Пессимизм подстегивался резко возросшей в этих условиях активностью неокоммунистических группировок, стремившихся воспользоваться переходной ситуацией (угроза гиперинфляции при пустых магазинах) для дестабилизации политической ситуации и блокирования продвижения к рыночной демократии. Попытка организации массовых акций протеста в середине декабря под общим лозунгом «марш голодных очередей» стала наиболее показательной в этом отношении.
Однако несмотря на ожидание социального взрыва, общая социальная ситуация в России скорее благоприятствовала радикальным экономическим реформам.
Во-первых, исключительно высокой оставалась популярность президента, провозглашавшего либеральный экономический курс.
Во-вторых, социально-политическая активность народа на предшествующем этапе слома институтов коммунистического режима в целом по стране была не особенно высока (накал страстей ограничивался Москвой и некоторыми крупными индустриальными центрами) и не имела тенденции к росту. Политическая активность населения явно шла на спад, и, по опросам общественного мнения, большинство исключало возможность возникновения в ближайшее время массовых антиправительственных акций.
Наконец, в-третьих, сама обстановка быстрого приближения экономической катастрофы настраивала людей на принятие болезненных стабилизационных мер. Более того, в общественном сознании наблюдался очень важный сдвиг от патерналистских ожиданий и иждивенчества.
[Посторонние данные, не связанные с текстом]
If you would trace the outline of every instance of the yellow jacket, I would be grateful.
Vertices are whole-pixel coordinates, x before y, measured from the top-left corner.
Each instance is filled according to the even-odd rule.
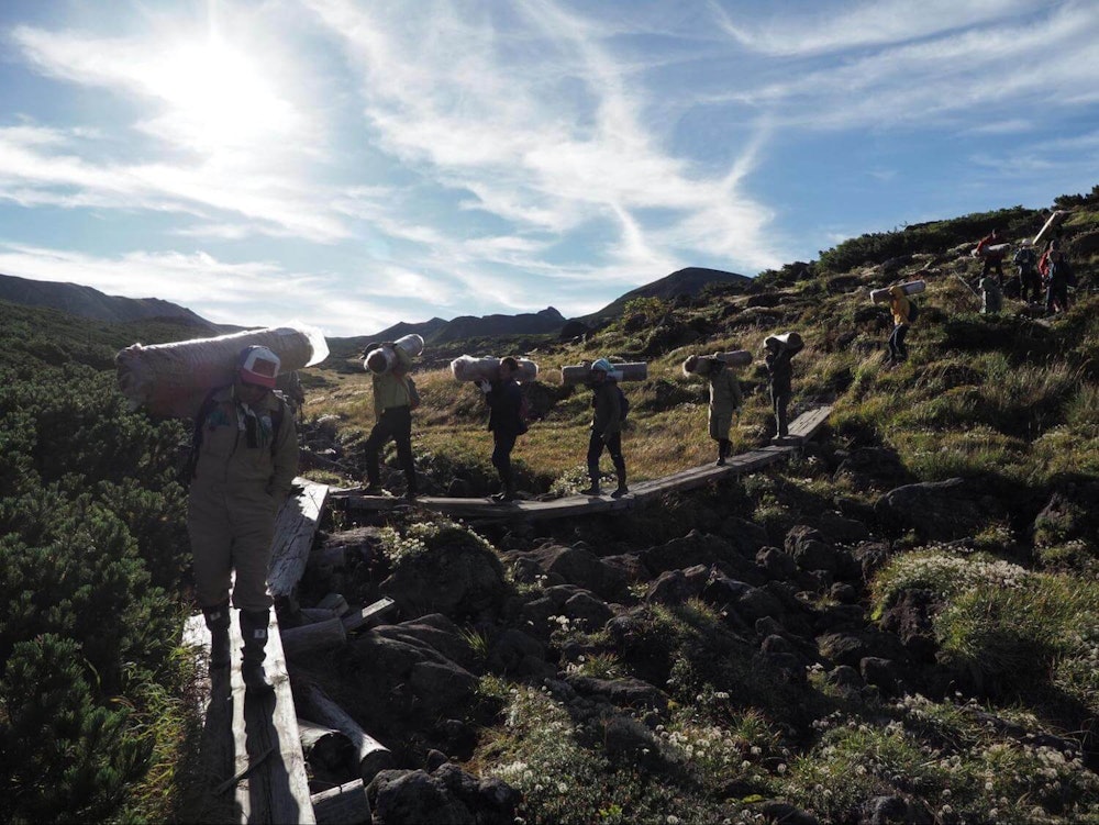
[[[374,415],[392,406],[411,406],[412,395],[409,392],[408,371],[412,369],[412,358],[400,347],[393,347],[397,365],[380,376],[374,375]]]
[[[889,288],[889,311],[893,316],[893,326],[908,323],[908,298],[900,286]]]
Не питая иллюзий насчет возможности улучшения экономической ситуации в ближайшем будущем, от 2/3 до 3/4 россиян не связывали личного благосостояния ни с какими государственными или общественными организациями – они рассчитывали прежде всего на свои собственные силы.
В обществе отсутствовали явно выраженные черты «революции ожиданий» или «туннельного эффекта», когда первые признаки улучшения в отдельных сферах (отраслях, регионах) формируют надежды на скорые сдвиги к лучшему, а разочарование в этих чувствах ведет к резкому обострению социальной ситуации. Напротив, в России конца 1991 года практически полностью испарились надежды на «экономическое чудо» – почти 2/3 граждан не верили в возможность преодоления кризиса без «временного снижения уровня жизни людей». Осознание неизбежности тягот в ходе грядущих реформ свидетельствовало о наличии важных стабилизирующих установок в сознании основной массы населения.
Свою роль сыграл и эффект неоправдавшихся пессимистических прогнозов. Конец 1991 года прошел под знаком ожидания почти непреодолимых материальных трудностей, перебоев в снабжении основными продуктами питания, электроэнергией, теплом и транспортом. По данным ВЦИОМ, ко всему этому готовились 80 % россиян. Однако мрачные прогнозы не оправдались[40], а признаки улучшения ситуации на потребительском рынке стали ощутимы уже через месяц после отпуска цен. Это стало важным фактором стабилизации социальных настроений. Недаром с весны 1992 года, по данным социологических служб, проведение последовательных экономических реформ имело достаточно много сторонников, причем их количество в 1992 году возрастало (табл. 3.4 и 3.5). Понятно также, что популярность правительства и лично Е. Т. Гайдара весной – летом 1992 года заметно пошла вверх, а позднее, когда к весне стало очевидно, что задачу остановки инфляции решить не удалось, соответствующие показатели снизились (табл. 3.6 и 3.7). Но к тому времени заработали уже другие факторы социальной стабилизации.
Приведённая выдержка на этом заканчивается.